Я боялась перестать существовать, при этом не особенно страшась смерти. Быть и не быть одновременно – самое кошмарное, что может случиться с человеком в жизни. Поэтому я и подвергала свое тело всевозможным испытаниям, в том числе и физическим, которые засвидетельствовали бы мое существование. В основном это была все та же свербящая, режущая боль. Боль исключала меня из мира живых, и отныне я входила в их круг только по билетам. Однако ни один из визитов не стоил того, что я за него заплатила.
Я до сих пор помню, как была ошарашена, когда бабушка с дедушкой появились на школьном дворе с белым радиоприемником. Маятник боли качнулся с новой силой, в то время как голос, доносившийся из глубины моего послушного тела, прокричал радостное приветствие. Я выпила достаточно, чтобы оставаться милой со всеми дядями и тетями. А потом укатила в город с шумной студенческой компанией. Я позволяла хлопать себя по плечу и подставляла щеку для поцелуя. Я порядком опьянела на том чужом празднике, так что плохо осознавала происходившее вокруг меня. На следующее утро я вернулась домой и не нашла там ничего, кроме увядших цветов и беспорядка, которому и сама была невольной виновницей. Не думаю, что другие веселились больше меня, надеюсь, что это не так.

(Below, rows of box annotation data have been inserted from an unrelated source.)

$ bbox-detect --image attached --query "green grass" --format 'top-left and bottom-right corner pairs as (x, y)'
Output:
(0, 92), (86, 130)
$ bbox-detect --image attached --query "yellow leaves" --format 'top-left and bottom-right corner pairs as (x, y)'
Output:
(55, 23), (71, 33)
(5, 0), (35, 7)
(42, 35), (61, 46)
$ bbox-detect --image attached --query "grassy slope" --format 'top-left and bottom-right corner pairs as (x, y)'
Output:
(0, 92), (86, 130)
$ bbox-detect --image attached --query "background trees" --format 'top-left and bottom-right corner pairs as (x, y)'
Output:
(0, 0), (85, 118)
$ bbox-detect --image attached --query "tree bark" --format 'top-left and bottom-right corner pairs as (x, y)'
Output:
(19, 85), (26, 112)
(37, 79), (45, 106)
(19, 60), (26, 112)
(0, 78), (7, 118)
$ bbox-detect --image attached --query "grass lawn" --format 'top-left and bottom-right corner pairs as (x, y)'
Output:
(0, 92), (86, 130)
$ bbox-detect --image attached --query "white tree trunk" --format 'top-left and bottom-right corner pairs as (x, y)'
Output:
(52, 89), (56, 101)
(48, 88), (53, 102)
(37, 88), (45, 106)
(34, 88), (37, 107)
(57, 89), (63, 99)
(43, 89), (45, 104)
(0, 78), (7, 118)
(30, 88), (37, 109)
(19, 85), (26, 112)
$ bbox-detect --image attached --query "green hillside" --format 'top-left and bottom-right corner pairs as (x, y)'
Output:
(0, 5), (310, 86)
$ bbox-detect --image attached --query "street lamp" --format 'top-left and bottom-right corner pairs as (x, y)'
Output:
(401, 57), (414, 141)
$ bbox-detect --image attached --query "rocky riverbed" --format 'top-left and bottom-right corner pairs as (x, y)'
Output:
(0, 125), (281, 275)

Вечером дедушка пригласил всех в единственный в городе ресторан, где готовили рис по-индонезийски. Папа не пошел. Завидев меня в дурацкой четырехугольной шляпе, музыканты стали играть студенческие гимны. Си полагала, что я вне себя от счастья.
Наконец дедушка Абель пригласил меня танцевать, и моя бумажная кукла вскочила со стула, размахивая зеленой юбкой.
Наконец-то стало ясно, что я понимаю под словом «Эльхольмсвик».
В один прекрасный день я уехала в город, с которым меня ничего не связывало. Именно поэтому я его и выбрала. Он назывался Гётеборг.
Старая жизнь постепенно сходила со сцены. На наших глазах рождалась новая Швеция, не имеющая с нами ничего общего. Или это все была моя мнительность? Нет, что-то происходило на самом деле. И не только с нами.
Передо мной разверзлась бездонная пропасть, называемая «Ничто». Она представляла мне мое будущее. По объявлению в «Гётеборгпостен» бумажная кукла сняла для нас квартиру в Хаге[14] – комната с кухней, удобства во дворе. Наше новое жилье мало назвать несовременным, оно оказалось на редкость убогим и мрачным. Солнце освещало его, проникая через одно-единственное окно, не больше часа в сутки. Прежние жильцы выехали куда-то в предместье.
По-своему это было нормально. Мы с бумажной куклой осели там на шесть или семь лет. Мне нравилась эта квартира, ни о чем лучшем я и не мечтала.
Я оставила родительский дом примерно в том же возрасте, что и дедушка. Он был лишь немногим старше, когда покинул Швецию. На этом сходство заканчивается. Можно добавить разве, что в выборе жизненного пути оба мы одинаково мало руководствовались логикой.